Will do. When I fill up again.


----------



## johnmo (Mar 2, 2017)

Filled up for the second time tonight at 1,687 miles. Calculation via fuelly figures this tank at 57 MPG. The DIC trip average showed 53.3 MPG, which I think is more believable. I didn't fill at the same pump and all, so it may have taken a little less to fill, which would push the MPG up. It'll average out.

The range to empty still showed another 60 or so miles in the tank. I only needed 12.6 gallons to fill, so there might well have been 50 or 60 miles left.

I didn't see the fuel light until after 706 miles and went on to record almost 720 miles on the tank. That kind of range between fill-ups is why I bought this car, so I'm very happy with that.
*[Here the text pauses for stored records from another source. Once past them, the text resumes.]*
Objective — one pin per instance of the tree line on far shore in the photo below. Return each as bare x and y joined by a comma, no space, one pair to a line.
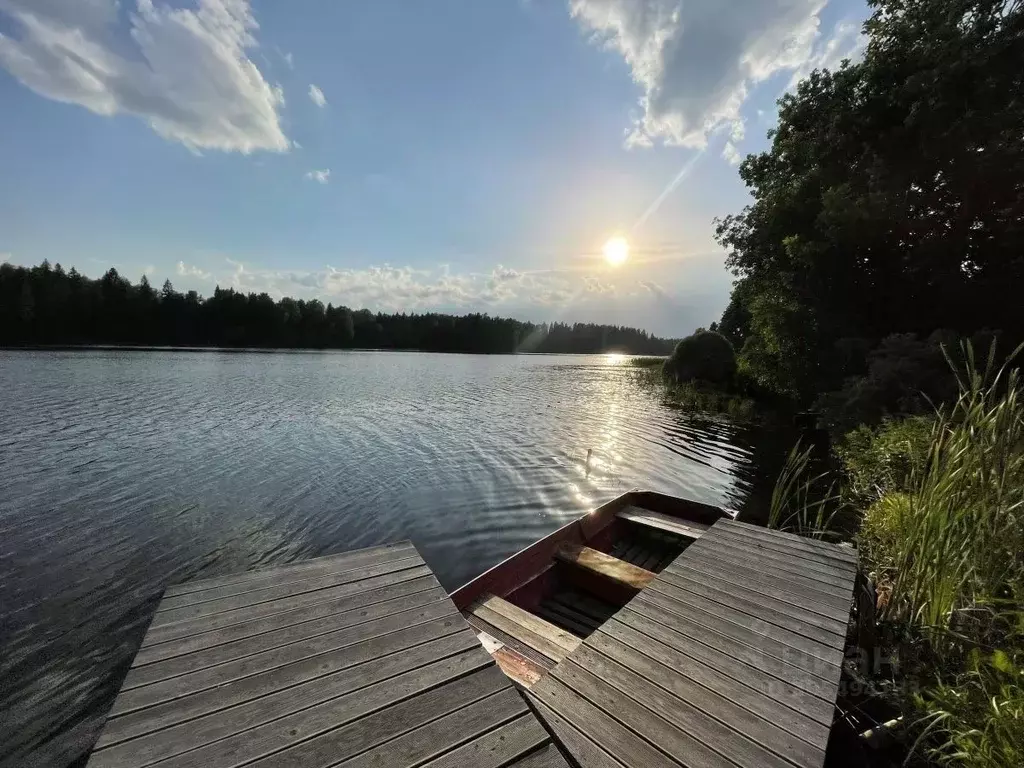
45,304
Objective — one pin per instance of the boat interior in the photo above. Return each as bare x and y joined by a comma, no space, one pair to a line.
534,608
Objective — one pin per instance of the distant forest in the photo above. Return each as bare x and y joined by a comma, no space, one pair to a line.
48,305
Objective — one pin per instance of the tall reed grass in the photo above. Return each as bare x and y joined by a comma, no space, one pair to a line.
945,547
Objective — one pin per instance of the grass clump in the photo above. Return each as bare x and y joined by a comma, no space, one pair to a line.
940,508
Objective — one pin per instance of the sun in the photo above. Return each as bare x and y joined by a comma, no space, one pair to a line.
616,251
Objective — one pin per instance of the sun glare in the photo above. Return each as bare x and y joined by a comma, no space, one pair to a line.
616,251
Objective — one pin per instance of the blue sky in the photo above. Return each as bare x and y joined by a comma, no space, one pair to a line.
461,156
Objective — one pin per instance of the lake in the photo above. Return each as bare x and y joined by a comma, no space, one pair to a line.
122,472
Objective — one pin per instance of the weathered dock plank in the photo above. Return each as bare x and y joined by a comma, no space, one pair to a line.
731,656
352,659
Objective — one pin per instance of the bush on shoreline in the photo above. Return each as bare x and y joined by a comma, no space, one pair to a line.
941,530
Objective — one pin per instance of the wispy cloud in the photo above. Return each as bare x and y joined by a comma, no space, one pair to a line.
316,96
695,61
190,270
288,58
186,72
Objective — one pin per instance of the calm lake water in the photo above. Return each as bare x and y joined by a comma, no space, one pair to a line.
123,472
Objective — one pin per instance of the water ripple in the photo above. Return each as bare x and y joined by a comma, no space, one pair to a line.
123,472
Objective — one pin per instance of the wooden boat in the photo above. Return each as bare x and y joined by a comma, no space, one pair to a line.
538,605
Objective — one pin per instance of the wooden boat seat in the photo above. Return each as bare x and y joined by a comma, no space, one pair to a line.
688,528
621,572
532,631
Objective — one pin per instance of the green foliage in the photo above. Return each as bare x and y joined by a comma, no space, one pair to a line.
705,356
941,532
977,717
962,528
889,202
886,459
647,361
48,306
803,504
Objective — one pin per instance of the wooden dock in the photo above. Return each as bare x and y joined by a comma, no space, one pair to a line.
730,656
354,659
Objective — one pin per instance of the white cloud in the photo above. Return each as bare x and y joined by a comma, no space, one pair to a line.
316,96
183,71
388,288
695,60
190,270
847,41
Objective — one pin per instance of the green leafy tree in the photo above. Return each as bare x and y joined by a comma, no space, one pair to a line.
891,199
706,356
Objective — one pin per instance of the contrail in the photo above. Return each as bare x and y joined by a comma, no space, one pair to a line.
687,167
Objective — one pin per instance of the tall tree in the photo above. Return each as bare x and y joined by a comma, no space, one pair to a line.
892,197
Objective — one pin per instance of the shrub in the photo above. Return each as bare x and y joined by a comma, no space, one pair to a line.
882,460
705,356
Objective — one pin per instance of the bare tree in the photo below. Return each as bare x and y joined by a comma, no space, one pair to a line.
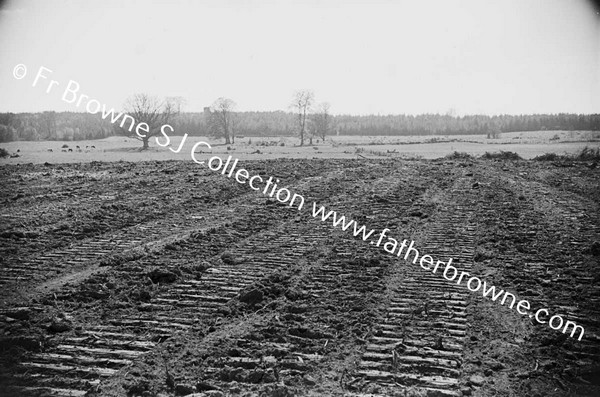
150,110
302,104
322,120
221,119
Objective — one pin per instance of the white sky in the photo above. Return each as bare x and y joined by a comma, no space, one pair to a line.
489,57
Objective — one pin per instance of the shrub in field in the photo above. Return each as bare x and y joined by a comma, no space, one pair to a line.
502,155
586,154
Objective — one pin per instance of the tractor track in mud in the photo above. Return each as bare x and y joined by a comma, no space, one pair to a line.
258,297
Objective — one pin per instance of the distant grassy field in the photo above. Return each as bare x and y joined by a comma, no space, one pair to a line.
526,144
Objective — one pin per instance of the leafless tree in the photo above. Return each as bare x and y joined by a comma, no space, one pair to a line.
152,111
322,120
302,104
222,119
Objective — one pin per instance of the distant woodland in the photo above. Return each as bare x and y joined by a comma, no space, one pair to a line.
84,126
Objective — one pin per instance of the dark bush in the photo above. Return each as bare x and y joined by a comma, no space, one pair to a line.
502,155
459,156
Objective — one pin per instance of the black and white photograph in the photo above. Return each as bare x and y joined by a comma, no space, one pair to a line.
263,198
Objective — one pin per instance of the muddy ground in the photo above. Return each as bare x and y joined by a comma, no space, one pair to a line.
167,279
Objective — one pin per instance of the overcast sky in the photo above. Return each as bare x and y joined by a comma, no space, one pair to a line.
386,57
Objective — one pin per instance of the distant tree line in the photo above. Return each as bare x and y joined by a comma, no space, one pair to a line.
83,126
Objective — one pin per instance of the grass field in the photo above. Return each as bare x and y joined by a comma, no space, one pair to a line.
526,144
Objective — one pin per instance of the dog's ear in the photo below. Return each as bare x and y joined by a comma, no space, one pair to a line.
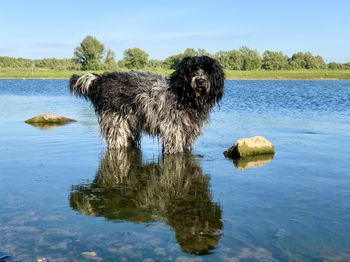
180,80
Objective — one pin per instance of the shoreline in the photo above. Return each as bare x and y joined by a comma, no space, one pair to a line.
321,74
228,78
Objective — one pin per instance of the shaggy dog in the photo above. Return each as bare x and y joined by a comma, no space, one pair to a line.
174,109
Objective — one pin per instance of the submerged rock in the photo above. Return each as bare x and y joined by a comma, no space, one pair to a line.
252,161
47,121
47,118
252,146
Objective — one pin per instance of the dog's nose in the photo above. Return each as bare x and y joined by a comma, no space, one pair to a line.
200,81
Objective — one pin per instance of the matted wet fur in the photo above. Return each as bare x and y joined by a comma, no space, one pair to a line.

I saw it said in one of the reviews linked in the forum on another thread that Chevy didn't do enough to gamify fuel economy. Maybe I'm easily entertained, but I've been trying to push the average best numbers up. I start out thinking I'm not going to pay attention to it and I'm going to enjoy the torque and just drive and then I notice that it wouldn't take much to push one of those numbers higher... because I can.


----------



## IndyDiesel (May 24, 2015)

It's too early to be concerned with fuel economy. At least on occasion, I would recommend driving it like you stole it.:go:


----------



## johnmo (Mar 2, 2017)

I've mashed the go-pedal a few times. I can get a half-block away from an intersection before most people have moved their foot onto the accelerator. The diesel torque is there and fun to use.


----------



## diesel (Jun 8, 2013)

johnmo said:


> Filled up for the second time tonight at 1,687 miles. Calculation via fuelly figures this tank at 57 MPG. The DIC trip average showed 53.3 MPG, which I think is more believable. I didn't fill at the same pump and all, so it may have taken a little less to fill, which would push the MPG up. It'll average out.
> 
> The range to empty still showed another 60 or so miles in the tank. I only needed 12.6 gallons to fill, so there might well have been 50 or 60 miles left.
> 
> ...


Thanks for the update! It makes me curious what you would be able to get on the 25 mile stretch where I set my highest record in my '14. I got a DIC-reported average of like 77.5 for 25 miles on this one stretch of the PA turnpike. I am guessing you could easily do well over 80 on the same stretch. When I first got my '14 I loved playing the fuel economy game. The numbers were amazing, and the gen 2 proves to better that significantly.


----------